Photoinduced Vibrations Driving Ultrafast structural Distortion in Hybrid Halide Perovskite

Organic-inorganic perovskites have shown great promise towards their application in optoelectronics. The structural dynamics of organic cations and inorganic sublattice after photoexcitation is hypothesized to have direct effect on the material properties, and thereby effecting the overall device performances. Here, we use ultrafast heterodyne-detected two-dimensional (2D) electronic spectroscopy to reveal impulsively excited vibrational modes of methylammonium (MA) lead iodide perovskite, which drives the structural distortion after photoexcitation. The wavelet analysis has been performed and the results show the generation of coherent vibrations of MA cation within 400 fs, which agrees to the time scale of coherence in inorganic sublattice.
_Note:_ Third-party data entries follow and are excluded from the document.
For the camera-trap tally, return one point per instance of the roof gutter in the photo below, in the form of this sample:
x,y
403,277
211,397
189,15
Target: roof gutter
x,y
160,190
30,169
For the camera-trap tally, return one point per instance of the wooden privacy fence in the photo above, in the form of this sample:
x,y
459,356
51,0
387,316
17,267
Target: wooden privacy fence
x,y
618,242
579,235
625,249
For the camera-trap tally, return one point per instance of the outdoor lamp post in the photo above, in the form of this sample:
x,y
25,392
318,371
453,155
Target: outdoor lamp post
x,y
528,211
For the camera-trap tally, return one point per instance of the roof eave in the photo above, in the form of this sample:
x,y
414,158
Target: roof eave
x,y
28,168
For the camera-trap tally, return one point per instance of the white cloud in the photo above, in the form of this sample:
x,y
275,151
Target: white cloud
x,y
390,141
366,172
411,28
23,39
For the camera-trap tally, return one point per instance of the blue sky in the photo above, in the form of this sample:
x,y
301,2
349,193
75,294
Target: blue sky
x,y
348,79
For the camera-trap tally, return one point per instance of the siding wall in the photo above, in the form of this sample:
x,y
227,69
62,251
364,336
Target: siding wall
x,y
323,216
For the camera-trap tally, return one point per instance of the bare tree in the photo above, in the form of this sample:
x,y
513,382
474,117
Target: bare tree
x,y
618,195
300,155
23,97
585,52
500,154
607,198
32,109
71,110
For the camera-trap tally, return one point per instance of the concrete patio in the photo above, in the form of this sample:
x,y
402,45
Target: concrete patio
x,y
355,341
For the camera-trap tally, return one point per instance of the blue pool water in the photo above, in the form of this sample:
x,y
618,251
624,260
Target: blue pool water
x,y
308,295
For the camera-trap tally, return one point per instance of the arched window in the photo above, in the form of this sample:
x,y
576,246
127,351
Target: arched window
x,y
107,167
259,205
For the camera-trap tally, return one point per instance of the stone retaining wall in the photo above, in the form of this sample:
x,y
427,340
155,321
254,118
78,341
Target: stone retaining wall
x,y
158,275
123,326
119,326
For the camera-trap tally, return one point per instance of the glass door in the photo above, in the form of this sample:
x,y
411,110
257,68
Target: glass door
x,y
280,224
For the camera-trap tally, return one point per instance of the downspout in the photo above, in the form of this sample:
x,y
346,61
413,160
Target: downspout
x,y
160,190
To rationalize our observations, we have employed density functional theory (DFT) to study the vibrational motions between MA cation and inorganic sublattice during the process of photoexcitation. The DFT calculations perfectly support our experimental observations and highlight the importance of the interaction between MA cation and inorganic sublattice. This study decodes an invaluable insight of the photoinduced vibrational coherence and its transferring leads to the low recombination of electron and hole, which helps to understand the origin of long carrier lifetime in perovskites.